To Financial Giants, Everything is a “Micro-Loan”
Three years ago, the federal government used tens of billions in taxpayer dollars to save the banking system. Now, at this dire economic moment, the country needs the banks to return the favor.
–Joe Nocera, “Mr. Banker, Can You Spare a Dime?”; The New York Times (9/10/2011)
It’s hardly like anyone needs one more reason to shrink the so-called Too Big To Fail Banks.
Their losses jeopardize the financial system and broader economy.
They wield far too much political power.
And their lavish compensation exerts a siren call on modestly-paid regulators, who aspire to work for them (or already have), undermining their independence and promoting something called “regulatory capture.”
But here’s one more:
Banks whose balance sheets trip $1 trillion have no interest in making relatively tiny loans — the kind that are the bread-and-butter of small businesses.
So, Mr. Nocera’s column today documents the experience of two entrepreneurs — one on the East Coast, one on the West — and their travails trying to land a $50,000 and $500,000 loan, respectively.
The reason cited by the multiple, big banks who turned them down was “lack of collateral.”

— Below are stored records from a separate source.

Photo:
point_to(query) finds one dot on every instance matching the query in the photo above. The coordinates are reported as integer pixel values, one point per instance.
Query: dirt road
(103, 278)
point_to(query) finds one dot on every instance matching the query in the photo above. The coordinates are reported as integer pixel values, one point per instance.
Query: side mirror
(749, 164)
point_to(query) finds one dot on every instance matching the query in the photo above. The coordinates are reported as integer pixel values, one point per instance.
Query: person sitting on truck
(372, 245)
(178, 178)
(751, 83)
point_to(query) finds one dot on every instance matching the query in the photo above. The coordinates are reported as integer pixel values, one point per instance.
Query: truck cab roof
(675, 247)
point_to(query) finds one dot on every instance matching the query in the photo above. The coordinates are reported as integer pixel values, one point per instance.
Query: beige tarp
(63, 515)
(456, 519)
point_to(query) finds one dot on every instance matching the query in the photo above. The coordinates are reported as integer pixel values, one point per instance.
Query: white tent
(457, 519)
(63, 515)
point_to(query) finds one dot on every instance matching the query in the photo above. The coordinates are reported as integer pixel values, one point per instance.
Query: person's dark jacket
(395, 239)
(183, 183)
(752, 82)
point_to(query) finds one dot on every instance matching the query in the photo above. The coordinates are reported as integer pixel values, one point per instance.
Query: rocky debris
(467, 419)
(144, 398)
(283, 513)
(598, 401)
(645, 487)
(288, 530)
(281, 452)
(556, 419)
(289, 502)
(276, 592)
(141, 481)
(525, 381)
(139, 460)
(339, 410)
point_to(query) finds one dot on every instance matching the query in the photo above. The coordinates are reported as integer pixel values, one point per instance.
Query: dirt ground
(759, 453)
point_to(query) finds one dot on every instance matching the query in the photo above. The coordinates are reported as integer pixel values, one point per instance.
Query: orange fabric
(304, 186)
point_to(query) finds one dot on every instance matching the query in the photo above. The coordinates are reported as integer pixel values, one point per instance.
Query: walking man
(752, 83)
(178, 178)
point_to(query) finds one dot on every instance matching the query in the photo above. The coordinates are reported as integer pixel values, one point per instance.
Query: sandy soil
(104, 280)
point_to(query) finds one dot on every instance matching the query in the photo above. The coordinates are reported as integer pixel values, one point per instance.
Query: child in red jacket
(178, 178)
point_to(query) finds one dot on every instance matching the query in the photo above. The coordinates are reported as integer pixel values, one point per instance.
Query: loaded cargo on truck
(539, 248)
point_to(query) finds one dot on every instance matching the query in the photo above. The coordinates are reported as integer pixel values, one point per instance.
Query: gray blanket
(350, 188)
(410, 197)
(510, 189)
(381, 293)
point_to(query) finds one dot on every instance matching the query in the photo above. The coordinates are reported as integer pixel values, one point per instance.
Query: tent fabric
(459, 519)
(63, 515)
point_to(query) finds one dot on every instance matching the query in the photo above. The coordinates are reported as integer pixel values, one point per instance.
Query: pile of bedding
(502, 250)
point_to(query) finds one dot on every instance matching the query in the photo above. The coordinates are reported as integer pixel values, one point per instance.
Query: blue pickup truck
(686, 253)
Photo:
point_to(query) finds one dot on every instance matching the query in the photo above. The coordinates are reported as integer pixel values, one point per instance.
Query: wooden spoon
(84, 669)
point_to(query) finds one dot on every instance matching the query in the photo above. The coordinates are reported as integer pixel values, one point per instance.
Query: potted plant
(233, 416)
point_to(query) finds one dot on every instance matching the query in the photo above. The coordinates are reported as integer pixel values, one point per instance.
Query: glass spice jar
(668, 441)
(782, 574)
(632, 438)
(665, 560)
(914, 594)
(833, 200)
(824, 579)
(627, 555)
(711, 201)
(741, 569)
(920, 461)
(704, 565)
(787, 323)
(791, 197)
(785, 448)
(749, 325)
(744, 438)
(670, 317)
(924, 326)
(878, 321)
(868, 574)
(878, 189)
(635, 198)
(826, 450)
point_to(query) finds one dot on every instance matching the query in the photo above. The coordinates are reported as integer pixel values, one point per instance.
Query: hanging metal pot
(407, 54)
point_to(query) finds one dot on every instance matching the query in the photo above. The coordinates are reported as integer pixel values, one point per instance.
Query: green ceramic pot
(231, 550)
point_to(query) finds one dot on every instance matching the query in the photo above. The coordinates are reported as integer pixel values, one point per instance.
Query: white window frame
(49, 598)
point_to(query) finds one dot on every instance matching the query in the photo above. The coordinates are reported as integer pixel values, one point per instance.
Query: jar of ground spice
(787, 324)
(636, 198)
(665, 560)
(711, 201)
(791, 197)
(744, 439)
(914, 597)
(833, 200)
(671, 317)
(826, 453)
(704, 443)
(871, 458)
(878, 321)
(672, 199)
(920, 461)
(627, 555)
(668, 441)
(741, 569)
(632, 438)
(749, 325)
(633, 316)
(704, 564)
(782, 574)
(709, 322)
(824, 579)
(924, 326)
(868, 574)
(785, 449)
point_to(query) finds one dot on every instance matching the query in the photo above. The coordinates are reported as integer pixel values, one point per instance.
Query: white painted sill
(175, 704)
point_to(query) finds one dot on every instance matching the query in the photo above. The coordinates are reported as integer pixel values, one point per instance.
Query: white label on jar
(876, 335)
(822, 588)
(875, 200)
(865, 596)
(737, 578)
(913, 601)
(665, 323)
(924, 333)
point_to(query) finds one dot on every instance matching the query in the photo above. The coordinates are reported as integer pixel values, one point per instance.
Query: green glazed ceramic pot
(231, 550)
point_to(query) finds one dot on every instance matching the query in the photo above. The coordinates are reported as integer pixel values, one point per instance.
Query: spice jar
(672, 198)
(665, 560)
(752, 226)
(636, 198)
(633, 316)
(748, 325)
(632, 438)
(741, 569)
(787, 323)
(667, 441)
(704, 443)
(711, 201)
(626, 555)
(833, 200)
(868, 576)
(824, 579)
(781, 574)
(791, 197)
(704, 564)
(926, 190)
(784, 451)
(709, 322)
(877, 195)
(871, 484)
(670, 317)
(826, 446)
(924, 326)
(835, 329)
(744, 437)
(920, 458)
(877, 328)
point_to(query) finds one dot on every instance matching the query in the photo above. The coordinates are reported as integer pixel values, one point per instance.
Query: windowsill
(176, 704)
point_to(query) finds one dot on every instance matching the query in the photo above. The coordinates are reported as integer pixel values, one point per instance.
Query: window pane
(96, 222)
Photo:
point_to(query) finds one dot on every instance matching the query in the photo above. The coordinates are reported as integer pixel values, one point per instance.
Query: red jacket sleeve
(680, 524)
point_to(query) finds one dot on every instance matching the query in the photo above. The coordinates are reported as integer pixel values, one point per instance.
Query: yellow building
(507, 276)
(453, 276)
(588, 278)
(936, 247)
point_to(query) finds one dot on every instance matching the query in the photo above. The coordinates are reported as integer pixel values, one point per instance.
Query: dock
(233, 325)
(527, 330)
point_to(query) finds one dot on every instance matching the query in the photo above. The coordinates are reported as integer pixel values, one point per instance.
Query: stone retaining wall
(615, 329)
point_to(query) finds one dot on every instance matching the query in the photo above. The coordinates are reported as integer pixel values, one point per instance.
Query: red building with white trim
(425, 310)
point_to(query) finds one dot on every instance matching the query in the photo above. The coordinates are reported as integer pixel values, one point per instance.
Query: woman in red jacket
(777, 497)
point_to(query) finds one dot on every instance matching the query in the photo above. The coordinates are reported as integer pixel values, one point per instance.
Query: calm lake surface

However, you have to wonder if the real reason is that the loans being requested weren’t big enough to “move the dial” at gargantuan banks.
After all, how many $500k loans would a JP Morgan or Citigroup have to make to have a real impact on their bottom line?
How much easier to lend a Fortune 500 company $1 billion (or three).
Except, of course, such companies have neither the need nor the incentive to borrow at the moment, thanks to their unprecedented cash hoards and the soft economy.
Too Much Cash — and Too Little
So, which companies do want to borrow now?
Smaller, entrepreneurial companies like the one Mr. Nocera documents.
And exactly who is willing to lend to them?
Yup . . . small, local banks — such as the one that ultimately funded the West Coast entrepreneur.